悩んで、苦しんで生きている、うめきながら生きている、私たちに喜びを与えているか。そう問いかけているのです。本当の喜びは、そこではない。繁栄や成功、富、力、そういうところにあるのではないんだ。

 マルコは、言うのです。わたしはそれとは全く別の福音、私たちを本当に生かし、喜びを与える福音をあなたがたに伝えたい。

 それは神がなさったことこと。それがイエス・キリスト、この方において起こったことだ。何が起こったのか。それは神が地上に来られたということだと言うのです。天にいます神が、天を引き裂くかのようにして地上に来られた。天と地がつながった。神が、この地上に来られた。こんなことは異常なことだと思われるかもしれません。けれども、福音というのはそういうことです。

 イエスさまは、地上での伝道の働きに、「神の国が近づいた」(1:15)と言われました。神の国が来たというのは、言い換えると、福音が始まった、神の国が始まったということです。神の国というのは神の支配のことです。それがやって来たということで、神がこの地上に来られたということです。福音書は、そのことを伝えたいのです。

 神さまは何のために、この世に来られたのでしょうか。それは、神さまがお造りになったこの世界を取り戻すためです。神が造られたこの世界は、人間の罪のゆえに、神さまから切り離されてしまいました。それをもう一度、神さまはご自分のものとなさるのです。そのためには何が必要なのでしょうか。問題は、人間の罪です。この罪の問題をどう解決するかということです。神さまは、この人間の罪の解決のためにはただ一つの方法しかないとお考えになられたのです。それが罪を赦すということです。人間は罪の解決は罰するしかないと考えてきました。しかし、神さまは違いました。罪の問題は、赦し以外にほんとうの解決がないとされたのです。
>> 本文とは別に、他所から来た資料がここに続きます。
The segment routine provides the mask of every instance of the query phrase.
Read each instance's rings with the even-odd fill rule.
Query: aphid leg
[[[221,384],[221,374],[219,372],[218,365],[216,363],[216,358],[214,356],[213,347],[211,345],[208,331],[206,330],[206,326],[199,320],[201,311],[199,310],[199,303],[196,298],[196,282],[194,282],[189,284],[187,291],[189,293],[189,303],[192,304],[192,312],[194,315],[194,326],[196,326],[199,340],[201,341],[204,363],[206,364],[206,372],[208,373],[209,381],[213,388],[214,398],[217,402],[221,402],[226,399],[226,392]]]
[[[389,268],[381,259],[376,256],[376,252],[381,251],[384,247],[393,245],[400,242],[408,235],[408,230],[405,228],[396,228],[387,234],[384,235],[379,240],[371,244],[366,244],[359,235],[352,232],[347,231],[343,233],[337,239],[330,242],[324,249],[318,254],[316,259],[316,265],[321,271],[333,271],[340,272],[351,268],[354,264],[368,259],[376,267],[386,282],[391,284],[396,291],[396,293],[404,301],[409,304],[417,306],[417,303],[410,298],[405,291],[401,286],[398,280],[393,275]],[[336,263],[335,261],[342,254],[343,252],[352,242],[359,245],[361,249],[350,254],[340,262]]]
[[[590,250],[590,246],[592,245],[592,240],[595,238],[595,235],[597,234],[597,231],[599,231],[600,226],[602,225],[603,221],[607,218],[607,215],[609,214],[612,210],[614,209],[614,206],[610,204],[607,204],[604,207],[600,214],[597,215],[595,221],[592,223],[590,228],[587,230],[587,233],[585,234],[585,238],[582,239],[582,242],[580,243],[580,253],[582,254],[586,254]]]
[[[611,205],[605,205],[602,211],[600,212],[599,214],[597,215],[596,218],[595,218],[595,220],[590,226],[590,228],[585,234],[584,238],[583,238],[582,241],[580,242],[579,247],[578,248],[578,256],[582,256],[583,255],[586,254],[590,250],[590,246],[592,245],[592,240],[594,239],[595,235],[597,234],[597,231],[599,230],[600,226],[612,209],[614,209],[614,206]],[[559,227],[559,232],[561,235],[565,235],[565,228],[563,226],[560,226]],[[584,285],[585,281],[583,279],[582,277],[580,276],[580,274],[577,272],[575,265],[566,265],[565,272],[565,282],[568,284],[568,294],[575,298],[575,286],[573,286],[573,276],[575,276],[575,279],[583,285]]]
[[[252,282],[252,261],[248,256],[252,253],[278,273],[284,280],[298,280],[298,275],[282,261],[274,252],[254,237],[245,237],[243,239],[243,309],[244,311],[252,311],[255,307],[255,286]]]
その罪の赦しのために、神の子であるイエスさまがこの地上に来てくださったのです。そして、この御子によって、その地上の生涯のすべて、とりわけその十字架と復活によって、罪の赦しを成し遂げてくださったのです。

 そして、今も、この神の子、イエス・キリストは、生きておられて、私たちの間に、お働きになっておられるのです。そして、やがて、このご支配、神の国はまったく完成します。これが神の子イエス・キリストの福音です。

 先ほど、わたしは「はじめに」という言葉でこの一句ははじまっていて、それは創世記と重なると言いました。マルコは壮大な視点をもって、震えるような思いで、このことを受け止めていたでしょう。2節、3節には、旧約聖書の言葉がありますが、イザヤの言葉と言っていますが、3節だけがイザヤ書からの引用で、2節は、出エジプト記とマラキ書からの引用なのです。つまり、旧約聖書の最初と、真ん中、最後が引用されているわけです。神さまのご計画がこうして、イエス・キリストにおいて決定的に実現しつつある。天地創造、以来の旧約時代がここで終わりに至った。新しい時がはじまっている。そうやって神の御業、神の働きを語っているのです。

 それにしても、神がこの地上に来られるということは、途方もなく、大変なことです。神は私たちにとってやはりわからない存在です。旧約聖書だけ読んでいたら、神は恐ろしい方ではないか、私たちは神の前には出ることはできない、滅ぼされると思うでしょう。しかし、神はそういう方ではないのです。イエスさまは、「わたしを見たものは神を見たのだ」と言われました。イエスさまという方が神をあらわされたのです。神さまは私たちのことを罰せられない、裁かれない。それどころか、私たちの罪を赦す道を開かれたのです。

 わたしたちは、色んな意味で福音、喜びの知らせを求めて生きているのではないでしょうか。しかし、耳に入ってくるのは、悪い知らせばかりであるかもしれません。戦争や災害があります。良い知らせだと思ったことがことは実はそうではなかったということがあるでしょう。生活の苦しみ、喪失、病い、死、さまざまなことが今の私たちを脅かしています。

 しかし、そんな中に生きている私たちにマルコは、聖書は、福音、大きな喜びの知らせを告げています。それは神がおられ、神が私たちの世界、この私たちをお見捨てにはならないということです。途方もない神の業が、すでにはじまっています。この福音より、大きな喜びの知らせはありません。そして、このイエス・キリストにおいて始まった、よい知らせは、今のわたしたちにも告げられています。

 ローマの信徒への手紙8章38節にはこうあります。「わたしは確信しています。 死も、命も、天使も、支配するものも、現在のものも、未来のものも、力あるものも、 高い所にいるものも、低い所にいるものも、他のどんな被造物も、わたしたちの主キリスト・イエスによって示された神の愛から、わたしたちを引き離すことはできないのです」。

 マルコも、私たちも、この福音の中に巻き込まれて生きていることにおいて同じです。

 私たちは、この喜びの知らせをただ聴くだけではありません。それに巻き込まれて、それによって生かされるのです。たとえ色んなことがあっても、喜びが私たちの人生を貫くものとなるのです。